Honestly, I did not know I would get so attached to Elmo. He really is my little baby and he makes me proud. In the summer, we took very long walks and everybody in the neighborhood knows him. It's so cute when I see a bunch of kids far away saying "Elmo!" and running up to play with him. He loves the attention. There is another woman we met on our walks who said she does not usually like big dogs, but Elmo is the exception. She said he is so sweet and gentle, and that we should consider having him go and visit the elderly or sick people to cheer them up. I was gleeming inside to hear that! 

He is so sweet, intelligent and caring. I expected to love our new dog, but I didn't expect so much in return. I feel like Elmo takes care of me as much as I do of him. If I go to bed and my husband is still awake, Elmo sits outside the bedroom door. If I take a shower, he's waiting for me outside the door. If one of us is upstairs and the other is downstairs, Elmo sits on the landing in the stairs so he is close to both of us. Sometimes, Elmo jumps up on the bed with me and waits for me to fall asleep. Then, he leaves. I have severe arthritis and Elmo knows when I am having a bad day. He is on his best behavior. He also comes up for extra hugs and kisses. I think he knows it cheers me up. 
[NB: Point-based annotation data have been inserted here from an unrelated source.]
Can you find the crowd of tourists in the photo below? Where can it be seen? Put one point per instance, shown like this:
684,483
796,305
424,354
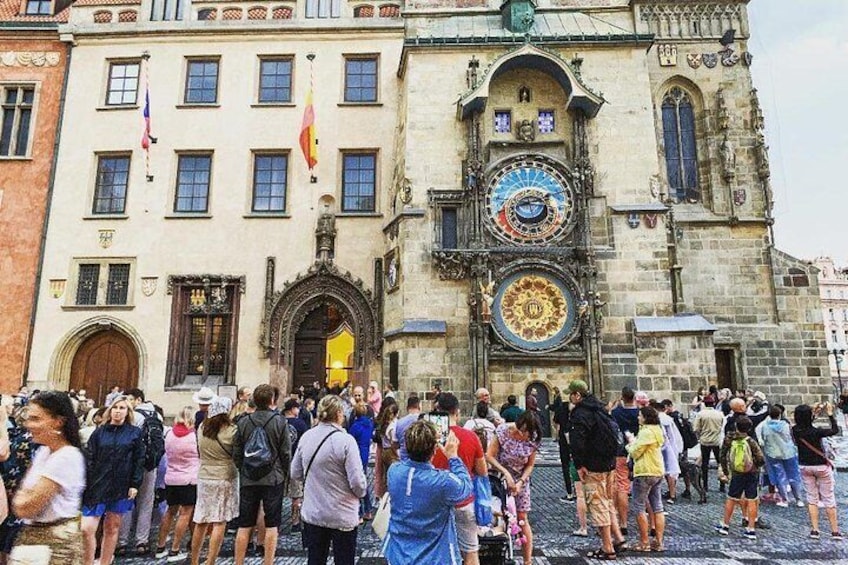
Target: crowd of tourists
86,483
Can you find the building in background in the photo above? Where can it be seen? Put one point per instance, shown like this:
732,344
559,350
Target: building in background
32,73
465,194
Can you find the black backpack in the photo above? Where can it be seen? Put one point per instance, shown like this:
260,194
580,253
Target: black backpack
153,436
259,455
608,440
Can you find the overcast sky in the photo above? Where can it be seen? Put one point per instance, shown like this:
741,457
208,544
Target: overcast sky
800,68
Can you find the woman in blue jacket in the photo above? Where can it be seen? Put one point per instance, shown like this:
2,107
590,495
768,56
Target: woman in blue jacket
421,524
114,473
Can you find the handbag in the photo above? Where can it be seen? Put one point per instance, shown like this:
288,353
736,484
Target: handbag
380,523
483,501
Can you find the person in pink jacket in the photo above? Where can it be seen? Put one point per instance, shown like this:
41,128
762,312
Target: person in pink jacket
180,484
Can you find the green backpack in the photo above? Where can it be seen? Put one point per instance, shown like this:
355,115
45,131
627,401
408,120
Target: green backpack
741,458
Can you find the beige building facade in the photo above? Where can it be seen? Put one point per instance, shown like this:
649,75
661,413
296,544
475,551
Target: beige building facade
505,196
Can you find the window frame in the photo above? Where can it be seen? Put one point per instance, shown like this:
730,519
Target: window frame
193,154
18,107
200,59
103,281
373,153
360,57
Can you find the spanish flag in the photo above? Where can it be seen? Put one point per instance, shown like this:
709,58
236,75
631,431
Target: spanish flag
308,142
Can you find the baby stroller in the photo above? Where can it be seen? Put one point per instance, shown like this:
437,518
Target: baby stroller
496,541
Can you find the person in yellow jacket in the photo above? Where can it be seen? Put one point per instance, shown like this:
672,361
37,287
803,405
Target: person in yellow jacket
645,450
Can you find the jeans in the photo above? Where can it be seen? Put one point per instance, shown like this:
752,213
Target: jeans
317,542
705,462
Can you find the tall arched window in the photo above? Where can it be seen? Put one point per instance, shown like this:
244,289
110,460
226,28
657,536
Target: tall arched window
681,156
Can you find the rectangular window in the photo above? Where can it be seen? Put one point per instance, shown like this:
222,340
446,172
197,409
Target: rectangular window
275,80
39,7
193,177
546,121
202,81
204,328
359,182
269,183
361,79
17,113
449,228
87,283
123,84
503,121
110,192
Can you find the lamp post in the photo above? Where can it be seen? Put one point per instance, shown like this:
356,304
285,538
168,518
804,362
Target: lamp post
838,355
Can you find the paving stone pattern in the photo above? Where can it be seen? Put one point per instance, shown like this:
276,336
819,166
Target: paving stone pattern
690,538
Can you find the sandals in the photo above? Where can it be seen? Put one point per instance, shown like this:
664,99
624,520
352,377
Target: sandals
601,555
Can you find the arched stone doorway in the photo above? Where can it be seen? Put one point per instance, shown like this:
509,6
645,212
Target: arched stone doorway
306,313
105,359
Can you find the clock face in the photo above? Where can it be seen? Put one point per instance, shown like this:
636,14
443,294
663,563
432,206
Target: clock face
530,202
534,311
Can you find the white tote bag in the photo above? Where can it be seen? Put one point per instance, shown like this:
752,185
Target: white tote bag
381,517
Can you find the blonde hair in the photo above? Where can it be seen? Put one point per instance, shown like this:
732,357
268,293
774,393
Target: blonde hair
107,416
185,416
329,409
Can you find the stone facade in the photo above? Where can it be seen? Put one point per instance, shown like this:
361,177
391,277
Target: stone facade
526,229
32,59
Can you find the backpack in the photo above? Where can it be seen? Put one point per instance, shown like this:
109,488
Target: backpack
259,456
608,439
684,426
741,459
153,437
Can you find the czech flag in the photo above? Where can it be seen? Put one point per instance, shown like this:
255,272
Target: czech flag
308,142
145,137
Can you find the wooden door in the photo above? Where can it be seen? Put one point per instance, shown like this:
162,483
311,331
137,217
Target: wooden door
106,359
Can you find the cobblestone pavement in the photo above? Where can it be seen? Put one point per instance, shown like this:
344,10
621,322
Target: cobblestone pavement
690,538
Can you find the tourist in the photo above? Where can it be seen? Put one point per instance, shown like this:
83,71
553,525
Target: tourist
261,479
741,459
413,413
153,435
646,451
513,452
114,475
330,511
49,496
626,415
421,528
707,427
781,456
817,470
183,464
217,480
470,451
595,461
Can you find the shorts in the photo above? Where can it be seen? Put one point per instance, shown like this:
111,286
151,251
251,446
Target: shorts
295,489
622,475
181,495
743,484
271,498
117,507
466,529
597,490
647,490
819,485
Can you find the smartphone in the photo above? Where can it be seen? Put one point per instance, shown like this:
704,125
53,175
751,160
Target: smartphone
442,423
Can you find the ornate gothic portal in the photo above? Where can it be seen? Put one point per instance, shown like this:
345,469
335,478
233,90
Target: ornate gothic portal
307,313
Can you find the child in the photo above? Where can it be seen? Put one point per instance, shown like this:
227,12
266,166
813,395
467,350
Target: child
741,459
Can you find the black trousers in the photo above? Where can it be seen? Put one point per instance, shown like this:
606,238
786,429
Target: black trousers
317,540
705,461
565,460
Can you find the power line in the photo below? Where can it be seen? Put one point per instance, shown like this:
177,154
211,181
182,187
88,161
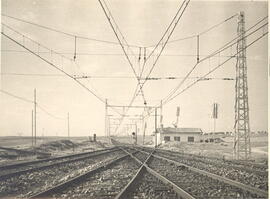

Happy Birthday Elmo! We are so happy you have come into our lives. Here are some pictures of our little guy growing up. 

Elmo's first day home


















Elmo meets Molly









First time he sees a tennis ball









You're cute, but when are you leaving?









Look at those feet!









Elmo and Molly









Sitting in his favorite spot then.









Sitting in his favorite spot now.









Elmo loves Molly









I didn't get a hat for my birthday!









I'm so embarrassed wearing this hat









Get this balloon off of me!









This is how Elmo looks 95% of the time. He's always so happy.









My baby is all grown up.


----------



## Kvonducati (Oct 22, 2002)

What a beautiful boy!!


----------



## RussUK (Jun 24, 2007)

what an ace dog


----------



## butterfingers (Jun 5, 2007)

handsome!!!


----------



## Keeyah (Apr 24, 2007)

Happy birthday Elmo!! I love his balloon!


----------



## blackbirdzach (Jan 13, 2008)

Man, what a face. Happy Birthday Elmo!


----------



## bjoy02 (Sep 9, 2002)

Elmo looks very sweet. That tennis ball picture is adorable!
















handsome boy!


----------



## Elmo's Mom (May 21, 2007)

Thanks everyone. Elmo had a great birthday. He got a HUGE bone, a blue dino Cuz which he loves, and a stuffed dog toy. Molly ran off with the bone which is almost as big as her, while Elmo played with his dino. I still can't believe Elmo was just a little bigger than Molly when we brought him home.


----------



## Deejays_Owner (Oct 5, 2005)

Elmo!!


----------